The results showed a clear and statistically significant increase in prevalence of the four previously reported and the two newly added anomaly categories among subjects with infraocclusion, compared with their reported prevalence in the general population. The null hypothesis was thus rejected.

The observed association among this group of dental anomalies unrelated mechanically or by anatomic proximity suggests a common biologic causality such as genetic mechanisms. If each of these anomalies is induced through genetic mutation, then each of them should be expected to show familial tendency. Indeed, infraocclusion, agenesis, PDC, and small maxillary lateral incisors have all been reported to manifest familial tendencies. While familial tendency points to genetic control, the association among the different anomalies goes one step further to suggest a common genetic origin.

The relative frequency rank of occurrence of infraoccluded deciduous molars according to location in this study was identical to the rank order found in two samples by Biederman35 and in children from 9 to 12 years studied by Kurol.8 However, the broader age range of the samples in this study may have affected some results. For example, the older subjects (>11 years of age) may have already exfoliated some deciduous first molars, creating an age-based bias in relative overrepresentation of deciduous second molars in the Boston and Jerusalem samples.

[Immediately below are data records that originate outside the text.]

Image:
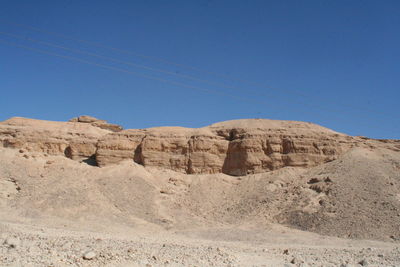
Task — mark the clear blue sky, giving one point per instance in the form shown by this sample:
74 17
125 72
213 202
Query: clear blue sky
334 63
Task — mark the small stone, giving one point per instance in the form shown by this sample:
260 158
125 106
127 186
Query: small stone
12 242
89 255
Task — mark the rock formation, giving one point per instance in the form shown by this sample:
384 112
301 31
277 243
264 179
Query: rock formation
234 147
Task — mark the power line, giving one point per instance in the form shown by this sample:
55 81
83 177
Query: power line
122 70
121 61
96 44
145 75
157 69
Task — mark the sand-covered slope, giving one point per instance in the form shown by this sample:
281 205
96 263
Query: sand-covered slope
237 147
351 192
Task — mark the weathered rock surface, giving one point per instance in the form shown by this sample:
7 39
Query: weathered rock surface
75 140
234 147
98 123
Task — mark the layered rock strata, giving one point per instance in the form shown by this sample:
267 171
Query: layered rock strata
235 147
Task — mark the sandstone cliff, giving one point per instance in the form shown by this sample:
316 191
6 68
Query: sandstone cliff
237 147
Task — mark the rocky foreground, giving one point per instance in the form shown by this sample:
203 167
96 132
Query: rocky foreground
234 147
237 193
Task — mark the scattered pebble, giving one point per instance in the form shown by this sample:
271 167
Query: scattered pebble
89 255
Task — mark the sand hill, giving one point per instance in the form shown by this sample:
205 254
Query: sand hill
236 193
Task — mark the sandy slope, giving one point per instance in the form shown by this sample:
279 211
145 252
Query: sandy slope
129 215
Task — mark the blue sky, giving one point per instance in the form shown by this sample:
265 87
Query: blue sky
334 63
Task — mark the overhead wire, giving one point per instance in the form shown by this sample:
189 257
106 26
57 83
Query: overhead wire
147 67
218 92
252 83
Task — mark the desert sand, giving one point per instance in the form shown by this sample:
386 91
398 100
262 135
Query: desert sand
237 193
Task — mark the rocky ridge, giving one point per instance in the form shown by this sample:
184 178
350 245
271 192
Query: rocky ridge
237 147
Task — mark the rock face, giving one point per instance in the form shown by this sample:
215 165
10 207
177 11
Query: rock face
97 123
235 147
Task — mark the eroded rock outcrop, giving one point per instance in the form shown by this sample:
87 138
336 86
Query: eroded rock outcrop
235 147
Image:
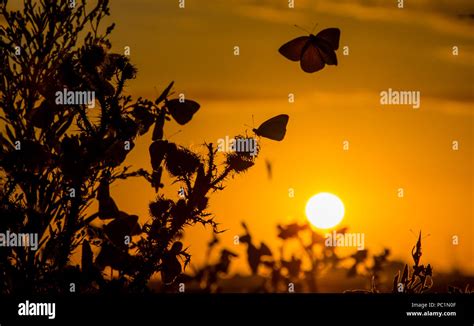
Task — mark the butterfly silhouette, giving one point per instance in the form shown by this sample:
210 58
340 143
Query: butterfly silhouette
274 128
313 51
182 111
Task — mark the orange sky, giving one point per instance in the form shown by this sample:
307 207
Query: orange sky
390 146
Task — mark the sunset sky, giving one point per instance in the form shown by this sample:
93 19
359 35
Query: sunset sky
391 147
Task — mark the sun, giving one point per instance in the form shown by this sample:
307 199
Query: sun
324 210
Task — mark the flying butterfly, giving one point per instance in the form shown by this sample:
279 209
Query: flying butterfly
313 51
274 128
182 111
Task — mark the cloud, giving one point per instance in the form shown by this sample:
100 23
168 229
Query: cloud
441 16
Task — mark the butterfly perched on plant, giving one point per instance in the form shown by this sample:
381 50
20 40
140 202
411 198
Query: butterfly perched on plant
274 128
313 51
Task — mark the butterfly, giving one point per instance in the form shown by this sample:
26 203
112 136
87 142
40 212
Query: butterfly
313 51
182 112
274 128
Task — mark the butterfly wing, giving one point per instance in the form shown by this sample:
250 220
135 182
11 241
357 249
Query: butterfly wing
294 48
311 59
274 128
182 112
331 36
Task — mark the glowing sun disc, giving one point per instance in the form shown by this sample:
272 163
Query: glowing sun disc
324 210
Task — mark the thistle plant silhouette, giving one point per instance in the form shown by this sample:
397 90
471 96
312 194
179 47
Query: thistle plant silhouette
56 160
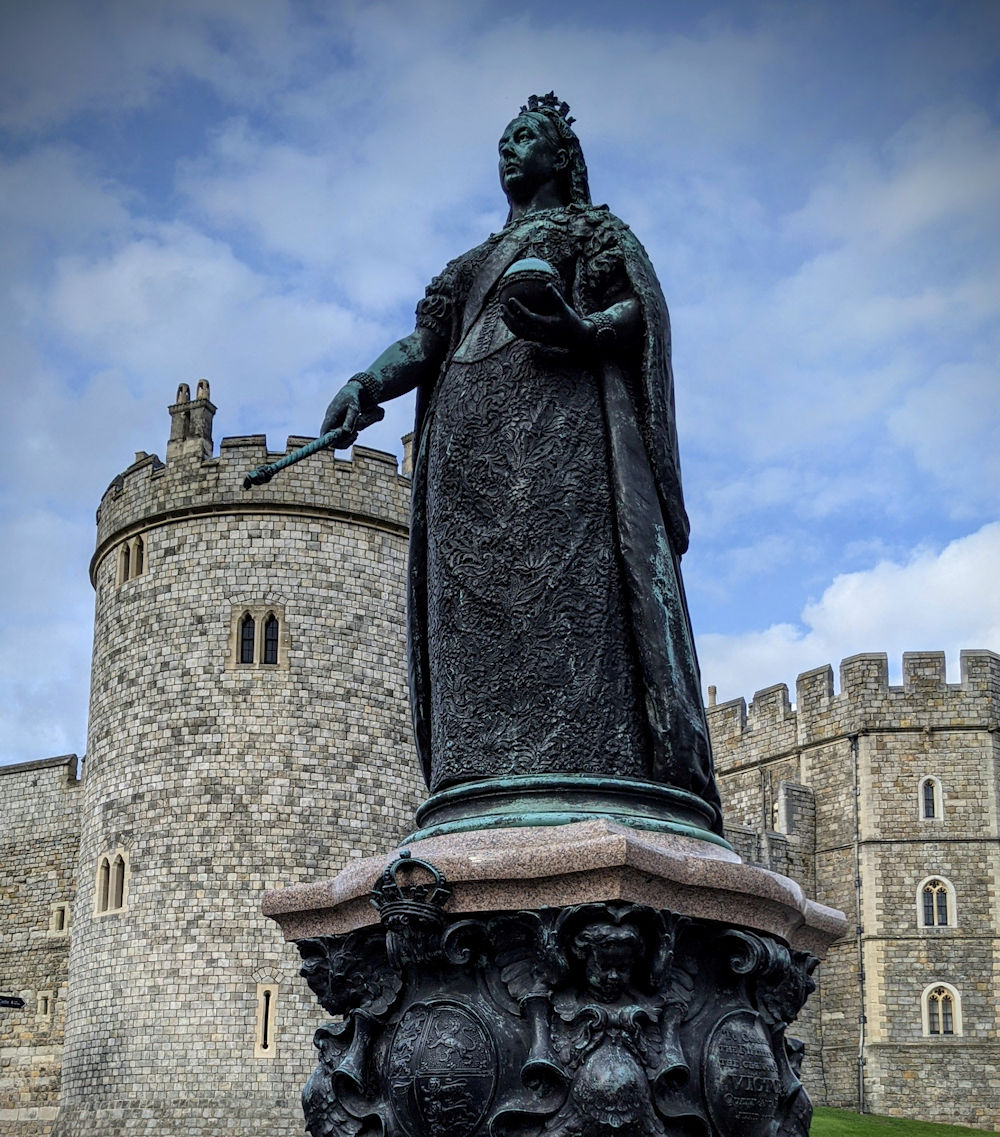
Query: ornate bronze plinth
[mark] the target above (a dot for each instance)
(608, 1017)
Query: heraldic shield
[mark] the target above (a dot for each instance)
(442, 1070)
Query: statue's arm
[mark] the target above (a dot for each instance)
(405, 365)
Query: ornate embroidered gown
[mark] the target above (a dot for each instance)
(548, 625)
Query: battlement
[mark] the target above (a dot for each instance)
(367, 487)
(866, 702)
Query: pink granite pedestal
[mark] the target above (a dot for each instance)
(582, 863)
(575, 980)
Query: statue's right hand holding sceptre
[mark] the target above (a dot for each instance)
(352, 408)
(402, 366)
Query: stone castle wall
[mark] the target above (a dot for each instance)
(830, 793)
(38, 852)
(216, 781)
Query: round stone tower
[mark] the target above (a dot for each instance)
(248, 729)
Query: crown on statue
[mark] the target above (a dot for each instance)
(549, 104)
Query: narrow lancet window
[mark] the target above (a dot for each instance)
(271, 639)
(118, 882)
(940, 1012)
(935, 904)
(103, 884)
(247, 638)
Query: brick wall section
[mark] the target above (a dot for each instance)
(38, 862)
(223, 781)
(827, 791)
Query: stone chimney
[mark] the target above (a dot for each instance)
(408, 455)
(191, 423)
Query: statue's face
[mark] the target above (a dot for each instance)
(528, 158)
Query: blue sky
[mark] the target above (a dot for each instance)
(257, 193)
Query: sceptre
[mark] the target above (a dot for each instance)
(338, 439)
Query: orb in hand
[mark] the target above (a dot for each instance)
(527, 281)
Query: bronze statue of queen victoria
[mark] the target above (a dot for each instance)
(548, 628)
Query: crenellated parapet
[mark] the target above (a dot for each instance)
(865, 703)
(366, 488)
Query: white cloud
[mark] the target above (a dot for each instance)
(941, 600)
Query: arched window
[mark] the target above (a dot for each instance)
(264, 1038)
(111, 882)
(271, 638)
(931, 801)
(935, 903)
(258, 636)
(247, 638)
(103, 885)
(941, 1011)
(117, 897)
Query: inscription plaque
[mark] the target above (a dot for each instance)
(742, 1086)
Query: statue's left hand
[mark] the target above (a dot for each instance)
(564, 328)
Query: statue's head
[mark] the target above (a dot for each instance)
(549, 148)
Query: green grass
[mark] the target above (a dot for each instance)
(844, 1123)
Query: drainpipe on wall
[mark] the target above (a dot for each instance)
(861, 1018)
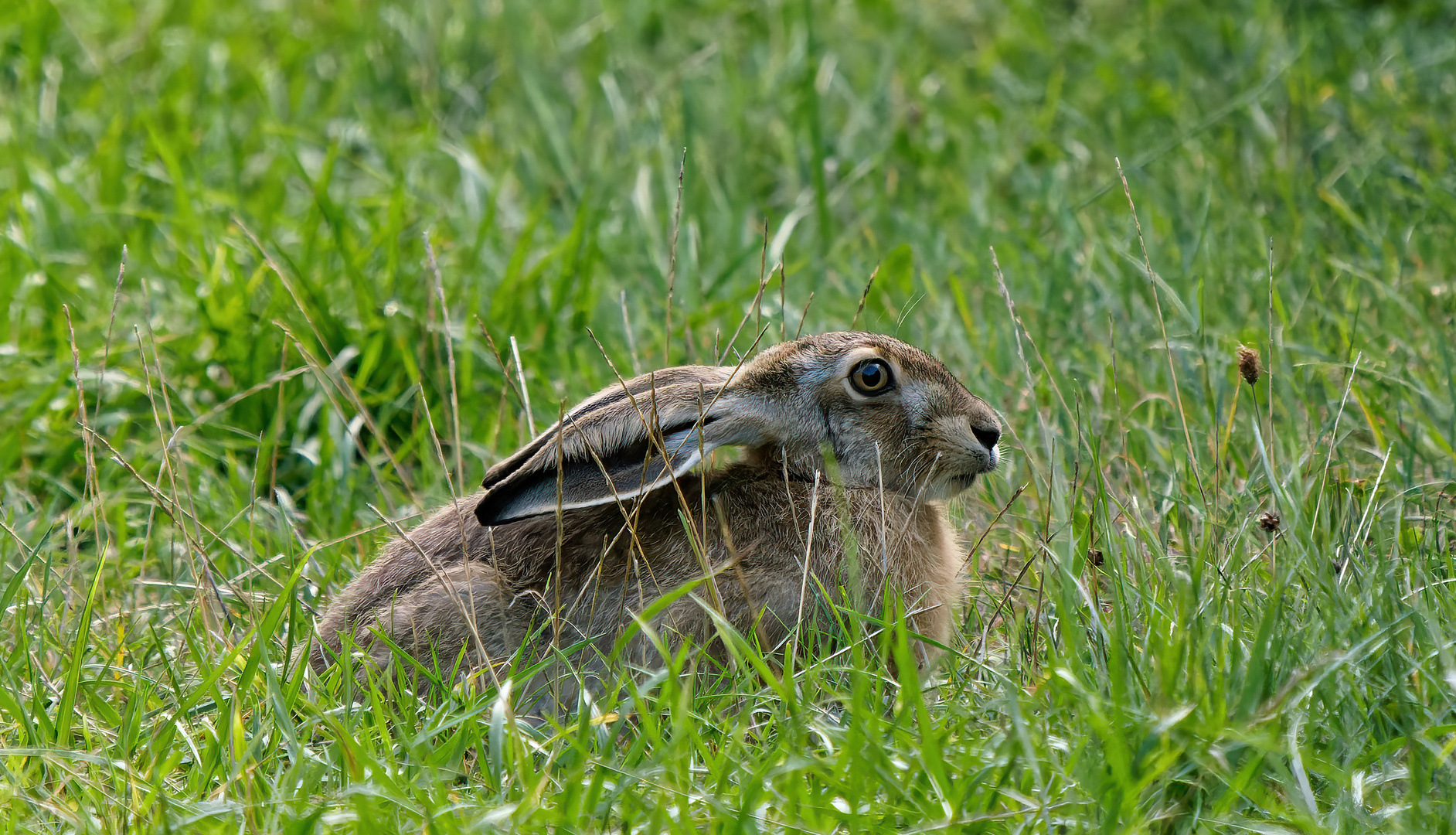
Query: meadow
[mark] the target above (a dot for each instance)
(278, 273)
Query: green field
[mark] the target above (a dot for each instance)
(1145, 650)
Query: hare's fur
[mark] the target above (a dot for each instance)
(461, 595)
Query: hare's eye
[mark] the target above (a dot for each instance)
(871, 378)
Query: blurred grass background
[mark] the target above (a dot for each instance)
(1139, 653)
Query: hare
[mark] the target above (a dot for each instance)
(851, 445)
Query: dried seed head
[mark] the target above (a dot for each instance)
(1248, 365)
(1268, 520)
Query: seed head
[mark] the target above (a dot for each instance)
(1248, 365)
(1268, 520)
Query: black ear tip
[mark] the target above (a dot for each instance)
(487, 512)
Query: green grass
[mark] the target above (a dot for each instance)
(273, 171)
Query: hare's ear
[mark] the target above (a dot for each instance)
(611, 446)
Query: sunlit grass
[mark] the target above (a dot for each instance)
(1145, 649)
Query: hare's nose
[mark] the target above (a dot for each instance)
(986, 436)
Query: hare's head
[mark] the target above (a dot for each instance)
(879, 411)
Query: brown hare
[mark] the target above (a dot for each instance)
(851, 443)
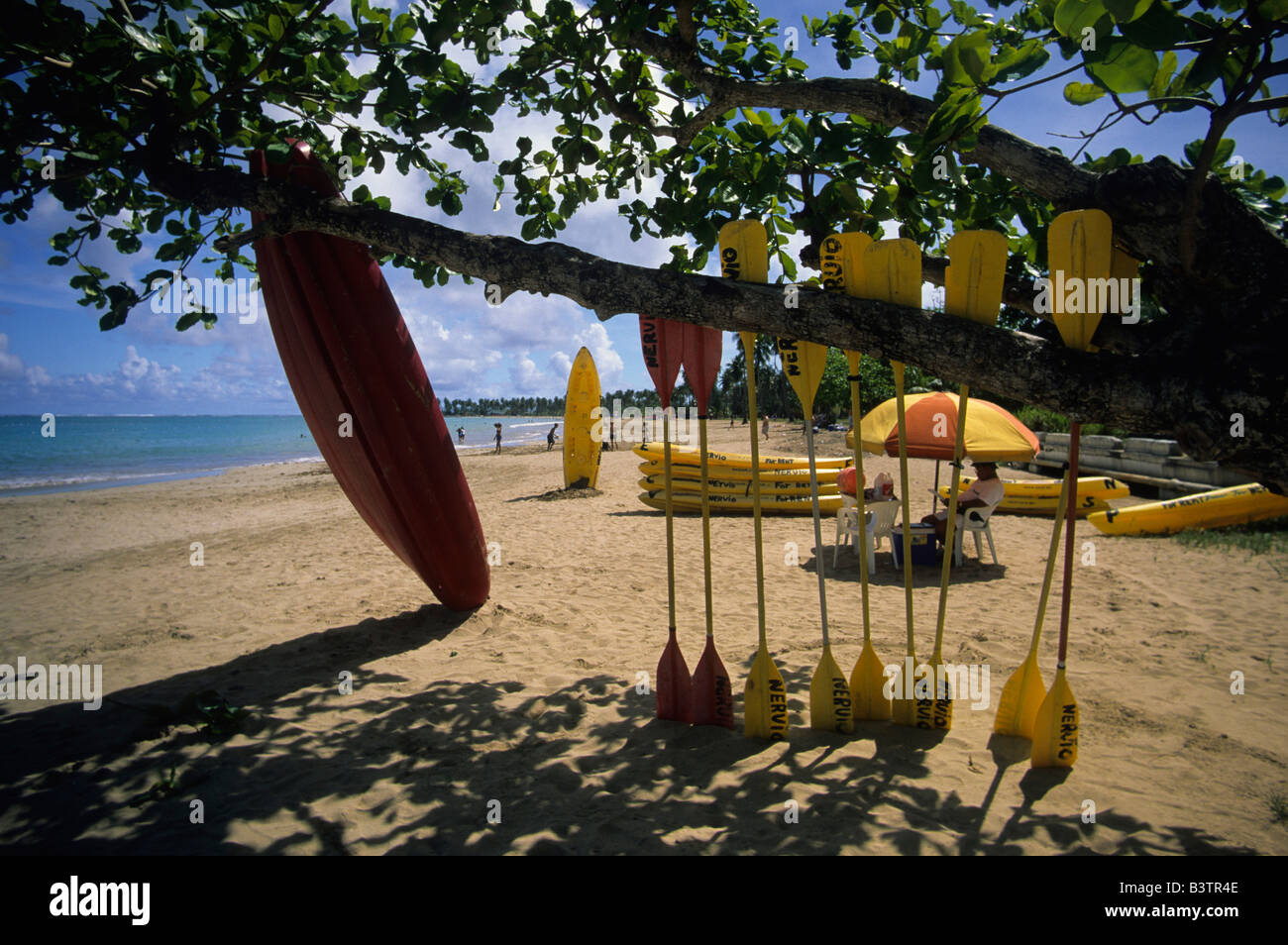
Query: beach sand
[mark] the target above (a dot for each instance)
(528, 708)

From a clinical viewpoint, when an infraoccluded deciduous molar is observed in a child, a search for associated problems should be undertaken. Anomalous dental conditions should no longer be interpreted simply as isolated local phenomena. For example, in examining an 8-year-old with infraoccluded mandibular deciduous molars, we should contemplate a missing tooth somewhere, another deciduous molar beginning to infraocclude, an unerupted maxillary canine becoming ectopic palatally, and an eventual nonextraction treatment due to naturally small teeth. New knowledge of these significant relationships in dental developmental biology should make clinicians feel significantly more powerful in their diagnostic acumen.

  • Statistically significant associations were observed between the presence of infraocclusion and the occurrence of tooth agenesis, microdontia of maxillary lateral incisors, PDC, and MnP2-DA.

  • These associations support infraocclusion of deciduous molars as another component of dental anomaly patterns (DAP), groups of interrelated, concomitant dental abnormalities that likely have shared genetic origins.

  • Clinically, infraocclusion is a transitory anomaly, usually leaving no permanent impact. Only in the minority of extremely severe cases (10%) are deciduous tooth extraction and orthodontic space regaining indicated. Infraocclusion may be considered an early marker for the development of later appearing dental anomalies, such as tooth agenesis and PDC.